Some practical tips:
▸ Develop a comprehensive accident-prevention program with involvement of your facility's Quality Assurance and Assessment Committee.
▸ Identify residents at increased risk of falls at admission and later in their stays through periodic reassessments.
▸ Develop individualized interventions based upon each resident's fall risk.
▸ Conduct ongoing and consistent implementation and monitoring of the resident interventions.
▸ Teach and regularly reinforce the accident-prevention program.
▸ Conduct a thorough investigation after each accident and send its findings through the Quality Assurance and Assessment Committee so it can improve the facility's accident-prevention program.
Developing a culture of safety for all employees will reduce a facility's risk of falls and other accidents as well as its risk of litigation and citations.
Clearly, not all falls can be prevented, but reasonable measures should be implemented with residents who are identified as being at risk. At the same time, such residents' rights and autonomy must be considered.

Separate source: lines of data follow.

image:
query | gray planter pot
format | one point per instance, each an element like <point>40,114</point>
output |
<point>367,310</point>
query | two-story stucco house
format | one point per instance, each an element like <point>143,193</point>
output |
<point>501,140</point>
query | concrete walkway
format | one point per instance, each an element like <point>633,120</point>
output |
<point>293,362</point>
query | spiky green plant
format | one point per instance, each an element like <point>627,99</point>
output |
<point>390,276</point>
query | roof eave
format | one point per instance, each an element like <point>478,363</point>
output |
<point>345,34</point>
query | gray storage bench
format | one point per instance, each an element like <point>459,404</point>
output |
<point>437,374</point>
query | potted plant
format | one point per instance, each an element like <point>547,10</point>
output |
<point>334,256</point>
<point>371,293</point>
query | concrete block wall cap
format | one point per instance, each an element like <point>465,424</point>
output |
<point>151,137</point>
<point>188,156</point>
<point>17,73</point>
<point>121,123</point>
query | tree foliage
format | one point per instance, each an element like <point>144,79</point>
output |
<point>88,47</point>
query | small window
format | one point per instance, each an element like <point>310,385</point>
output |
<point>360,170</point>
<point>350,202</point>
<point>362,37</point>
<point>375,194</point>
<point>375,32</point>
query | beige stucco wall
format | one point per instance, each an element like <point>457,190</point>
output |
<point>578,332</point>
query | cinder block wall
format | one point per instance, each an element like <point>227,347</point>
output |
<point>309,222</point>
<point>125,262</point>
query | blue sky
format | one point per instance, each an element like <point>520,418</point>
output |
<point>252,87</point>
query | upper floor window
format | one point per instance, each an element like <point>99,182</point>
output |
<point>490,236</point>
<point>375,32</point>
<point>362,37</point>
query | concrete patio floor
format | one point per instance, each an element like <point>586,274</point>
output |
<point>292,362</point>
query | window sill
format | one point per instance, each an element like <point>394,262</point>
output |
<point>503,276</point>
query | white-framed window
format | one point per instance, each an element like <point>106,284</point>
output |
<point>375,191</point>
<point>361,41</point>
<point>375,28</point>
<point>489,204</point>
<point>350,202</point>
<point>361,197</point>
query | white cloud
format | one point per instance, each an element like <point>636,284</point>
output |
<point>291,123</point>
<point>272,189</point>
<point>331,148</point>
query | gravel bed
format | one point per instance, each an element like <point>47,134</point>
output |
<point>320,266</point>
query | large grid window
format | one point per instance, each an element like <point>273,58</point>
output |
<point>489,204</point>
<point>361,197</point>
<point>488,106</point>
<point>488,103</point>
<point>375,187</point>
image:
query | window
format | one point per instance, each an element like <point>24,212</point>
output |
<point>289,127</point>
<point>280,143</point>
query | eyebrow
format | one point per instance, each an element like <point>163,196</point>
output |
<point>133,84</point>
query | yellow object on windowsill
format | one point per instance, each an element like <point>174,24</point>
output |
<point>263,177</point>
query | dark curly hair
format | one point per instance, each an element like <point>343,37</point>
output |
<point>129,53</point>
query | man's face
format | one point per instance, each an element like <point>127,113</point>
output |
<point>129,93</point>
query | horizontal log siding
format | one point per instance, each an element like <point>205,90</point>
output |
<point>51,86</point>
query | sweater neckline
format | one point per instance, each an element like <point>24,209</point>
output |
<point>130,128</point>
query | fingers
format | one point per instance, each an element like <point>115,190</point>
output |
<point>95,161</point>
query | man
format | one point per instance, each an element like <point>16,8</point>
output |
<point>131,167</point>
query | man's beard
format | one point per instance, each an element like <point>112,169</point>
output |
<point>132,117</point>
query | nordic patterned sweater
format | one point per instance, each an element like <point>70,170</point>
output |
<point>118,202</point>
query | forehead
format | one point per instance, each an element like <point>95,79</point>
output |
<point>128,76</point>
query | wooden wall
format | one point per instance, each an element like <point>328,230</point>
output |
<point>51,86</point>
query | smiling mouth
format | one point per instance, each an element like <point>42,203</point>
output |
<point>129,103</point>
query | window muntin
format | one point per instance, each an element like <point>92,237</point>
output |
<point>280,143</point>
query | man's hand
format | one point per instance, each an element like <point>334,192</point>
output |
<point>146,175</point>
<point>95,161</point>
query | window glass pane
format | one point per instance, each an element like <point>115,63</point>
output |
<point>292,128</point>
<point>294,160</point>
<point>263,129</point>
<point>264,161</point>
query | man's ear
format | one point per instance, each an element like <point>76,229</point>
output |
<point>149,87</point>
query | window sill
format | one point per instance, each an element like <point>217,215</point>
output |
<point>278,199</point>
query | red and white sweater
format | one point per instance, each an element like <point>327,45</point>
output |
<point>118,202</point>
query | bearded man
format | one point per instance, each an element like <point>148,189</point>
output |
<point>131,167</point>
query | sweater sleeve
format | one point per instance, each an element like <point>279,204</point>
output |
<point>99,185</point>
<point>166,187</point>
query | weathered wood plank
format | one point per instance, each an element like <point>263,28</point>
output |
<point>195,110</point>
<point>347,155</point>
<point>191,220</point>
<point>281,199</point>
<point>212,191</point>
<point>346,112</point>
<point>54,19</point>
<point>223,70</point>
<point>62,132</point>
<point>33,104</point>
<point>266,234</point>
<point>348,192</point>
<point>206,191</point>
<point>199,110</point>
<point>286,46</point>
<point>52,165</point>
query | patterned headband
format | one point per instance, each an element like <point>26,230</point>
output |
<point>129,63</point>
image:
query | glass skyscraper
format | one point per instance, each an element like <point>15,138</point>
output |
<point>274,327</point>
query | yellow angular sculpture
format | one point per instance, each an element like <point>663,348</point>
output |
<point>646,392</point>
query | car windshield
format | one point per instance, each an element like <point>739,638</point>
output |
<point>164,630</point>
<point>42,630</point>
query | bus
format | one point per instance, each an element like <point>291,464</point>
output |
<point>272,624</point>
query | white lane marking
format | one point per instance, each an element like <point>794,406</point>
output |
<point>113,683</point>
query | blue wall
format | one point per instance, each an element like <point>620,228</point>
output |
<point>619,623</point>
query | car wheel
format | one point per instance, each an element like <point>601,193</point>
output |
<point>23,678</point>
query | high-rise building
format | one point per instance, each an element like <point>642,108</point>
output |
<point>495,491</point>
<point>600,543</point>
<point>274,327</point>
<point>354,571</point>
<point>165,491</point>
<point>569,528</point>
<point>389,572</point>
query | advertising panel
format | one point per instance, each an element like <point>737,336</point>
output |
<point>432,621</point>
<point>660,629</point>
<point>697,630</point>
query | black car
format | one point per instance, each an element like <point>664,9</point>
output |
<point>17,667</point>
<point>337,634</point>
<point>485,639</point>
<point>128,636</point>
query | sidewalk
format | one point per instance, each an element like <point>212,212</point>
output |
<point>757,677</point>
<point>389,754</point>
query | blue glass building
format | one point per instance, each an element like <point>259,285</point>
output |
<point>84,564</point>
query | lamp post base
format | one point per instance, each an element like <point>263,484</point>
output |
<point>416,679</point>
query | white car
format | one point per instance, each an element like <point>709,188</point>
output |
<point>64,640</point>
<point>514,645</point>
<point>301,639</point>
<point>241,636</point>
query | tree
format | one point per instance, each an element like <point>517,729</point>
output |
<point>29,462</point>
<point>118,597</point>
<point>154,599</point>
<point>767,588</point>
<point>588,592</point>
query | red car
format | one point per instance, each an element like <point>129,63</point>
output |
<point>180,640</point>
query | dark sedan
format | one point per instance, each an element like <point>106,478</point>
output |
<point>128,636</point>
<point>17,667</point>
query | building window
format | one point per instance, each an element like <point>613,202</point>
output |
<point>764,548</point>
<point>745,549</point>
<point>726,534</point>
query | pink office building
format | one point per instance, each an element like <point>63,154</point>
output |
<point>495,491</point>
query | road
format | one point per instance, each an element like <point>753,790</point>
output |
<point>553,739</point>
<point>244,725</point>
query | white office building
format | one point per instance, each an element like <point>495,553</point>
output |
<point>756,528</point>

Constant supervision (such as the use of a “sitter”) would prevent most falls, but this is not a viable option for most residents. Short of that, strategies include frequent visual checks, scheduled toileting, placing at-risk residents near nurses' stations, use of alarm devices, lowering beds, and using mattress pads as landing strips. All these should be considered before physical restraints.
Many facilities have gone to restraint-free policies. This is laudable and, when there is cooperation between facilities and families, workable. However, lawsuits have succeeded against such facilities after families have literally begged the nursing staff for more protection for a high-risk loved one and, after a fracture, found out that a nursing home right up the street would have used a belt or full side rails. Transfer to another facility needs to be discussed with such patients and families.
Care plans need to be individualized and updated frequently. Good postfall documentation needs to be performed. Physicians receiving calls from nursing homes about patients who suffer “noninjury” falls (or even near falls) should not ignore these as nuisances. These calls should, at the very least, prompt orders for an interdisciplinary team evaluation.
Every fall or near fall needs to be taken seriously, and many of them require action. Such consistent attention, as well as documentation of the thought processes that guide ongoing care, will demonstrate a vigilant and caring approach that will not only serve the resident, but will also reduce the risk of successful litigation.